Any past labbies or gurus care to comment or have thoughts.

While loops in Qedit

How do I do a while loop in Qedit/UX?

There are occasions when you need to do a while loop to repeat multiple edit commands in Qedit, typically the edit operations are not on the same line as the condition or data you want to change or edit.

Recently we had the following request:

I am using Qedit for HPUX. I have a file where I would like to execute the following qedit commands until end of file is reached:

fq 707C(1/4)
lq * - 1
c 5/5 C
lq * + 1

Basically, I am trying to change the line previous to one with 707C in positions 1 to 4 for any occurrence of a line with 707C in positions 1 to 4. Is that possible?

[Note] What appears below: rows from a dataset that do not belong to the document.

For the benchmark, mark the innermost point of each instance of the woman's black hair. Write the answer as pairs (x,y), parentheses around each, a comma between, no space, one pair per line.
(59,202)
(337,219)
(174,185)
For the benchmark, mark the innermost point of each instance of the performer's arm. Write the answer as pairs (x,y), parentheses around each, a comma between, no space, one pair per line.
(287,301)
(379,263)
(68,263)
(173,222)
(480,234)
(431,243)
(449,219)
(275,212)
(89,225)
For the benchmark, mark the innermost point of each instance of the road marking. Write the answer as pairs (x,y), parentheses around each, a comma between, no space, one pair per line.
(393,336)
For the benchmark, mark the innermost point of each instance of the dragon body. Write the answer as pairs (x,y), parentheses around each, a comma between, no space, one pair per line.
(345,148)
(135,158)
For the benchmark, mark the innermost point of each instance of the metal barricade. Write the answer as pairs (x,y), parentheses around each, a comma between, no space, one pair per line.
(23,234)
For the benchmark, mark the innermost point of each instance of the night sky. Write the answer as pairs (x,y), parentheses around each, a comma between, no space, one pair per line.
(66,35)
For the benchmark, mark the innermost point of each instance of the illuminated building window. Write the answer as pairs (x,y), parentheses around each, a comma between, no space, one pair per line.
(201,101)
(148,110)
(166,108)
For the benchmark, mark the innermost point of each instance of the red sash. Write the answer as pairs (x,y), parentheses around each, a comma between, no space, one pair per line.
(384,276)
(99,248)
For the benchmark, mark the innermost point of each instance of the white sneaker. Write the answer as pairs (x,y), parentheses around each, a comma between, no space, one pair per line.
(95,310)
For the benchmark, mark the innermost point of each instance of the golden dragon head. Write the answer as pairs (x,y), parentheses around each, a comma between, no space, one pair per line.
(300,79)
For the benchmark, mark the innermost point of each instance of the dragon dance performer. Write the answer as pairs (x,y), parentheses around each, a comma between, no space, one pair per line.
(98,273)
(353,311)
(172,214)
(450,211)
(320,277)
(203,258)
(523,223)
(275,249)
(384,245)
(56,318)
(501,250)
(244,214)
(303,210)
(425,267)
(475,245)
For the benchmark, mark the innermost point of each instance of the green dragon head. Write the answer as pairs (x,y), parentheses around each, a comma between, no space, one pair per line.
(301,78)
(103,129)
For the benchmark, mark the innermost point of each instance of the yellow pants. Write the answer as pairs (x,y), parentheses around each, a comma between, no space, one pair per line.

Naturally, I wanted to help the customer get the job done, so here is what I came up with in a file called mytest.

rm qedituse
export lines=$(grep '^707C' file | wc -l)
echo tq file >>qedituse
echo lq [    >>qedituse
x=0
while [ $x -lt $lines ]; do 
echo "fq '707C'(1/4);cq 5/5 'C' *-1;lq *+1"  >>qedituse
x=`expr $x + 1`
done
echo k newfile,yes >> qedituse
echo exit          >> qedituse
qedit -c'use qedituse'

The resulting file had the lines with C in column 5 preceeding the 707C. blinC 707C ack ick bla asdfC 707C hippy hoppy frippy froppy a 707 ha ack C 707C Neo%/home/neil: The process broken down as follows: The following just removes the file qedituse and then stores in a variable called lines the number of lines that start with 707C.

rm qedituse
export lines=$(grep '^707C' file | wc -l)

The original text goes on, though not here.